In 2018, a federal jury in the Southern District of New York convicted derivatives traders Matthew Connolly and Gavin Black on charges of wire fraud and conspiracy to commit wire fraud and bank fraud for their participation in a scheme to manipulate LIBOR. LIBOR was a regularly reported averaged interest rate, calculated based on submissions from lending banks around the world, reflecting the rates that the reporting banks believed they would be charged for interbank borrowing. LIBOR was a closely watched rate because it was used both in connection with interbank loans and as a benchmark for many other loans, including many consumer loans. LIBOR has been phased out in favor of alternative rates. Prosecutors had argued that Connolly and Black directed subordinates to make false LIBOR submissions to the British Bankers’ Association (BBA), the organization that publishes LIBOR rates, to manipulate the LIBOR rate and benefit their derivative trading positions. Connolly and Black appealed their convictions, arguing that the evidence presented at trial was insufficient to prove that the requested LIBOR submissions, among other things, were false or misleading.

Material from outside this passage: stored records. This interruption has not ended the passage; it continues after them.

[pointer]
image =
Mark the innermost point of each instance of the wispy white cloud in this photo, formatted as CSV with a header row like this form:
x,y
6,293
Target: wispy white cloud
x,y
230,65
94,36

On January 27, the Second Circuit reversed the traders’ convictions. The Second Circuit found that the evidence presented at trial was insufficient as a matter of law to show that the LIBOR-related statements that Connolly and Black submitted were false. The Second Circuit looked at the language of the BBA LIBOR Instruction, which directed each panel bank to state “the rate at which it could borrow funds.” (Emphasis added.) The Second Circuit disagreed with the district court’s denial of Connolly’s and Black’s motion for acquittal, holding that the government had no obligation to present evidence showing that the panel bank could not have borrowed funds at the rates it submitted. Further, the Second Circuit disagreed with the district court’s view that evidence that the panel bank could have borrowed funds at a submitted rate would not have rendered the submissions truthful. Specifically, the Second Circuit found that the government had failed to produce any evidence that the bank’s LIBOR submissions that were influenced by the bank’s derivatives traders were not rates at which the bank could request, receive offers, and accept loans in the bank’s typical loan amounts. Thus, the court stated that “the government [had] failed to show that any of the trader-influenced submissions were false, fraudulent, or misleading.”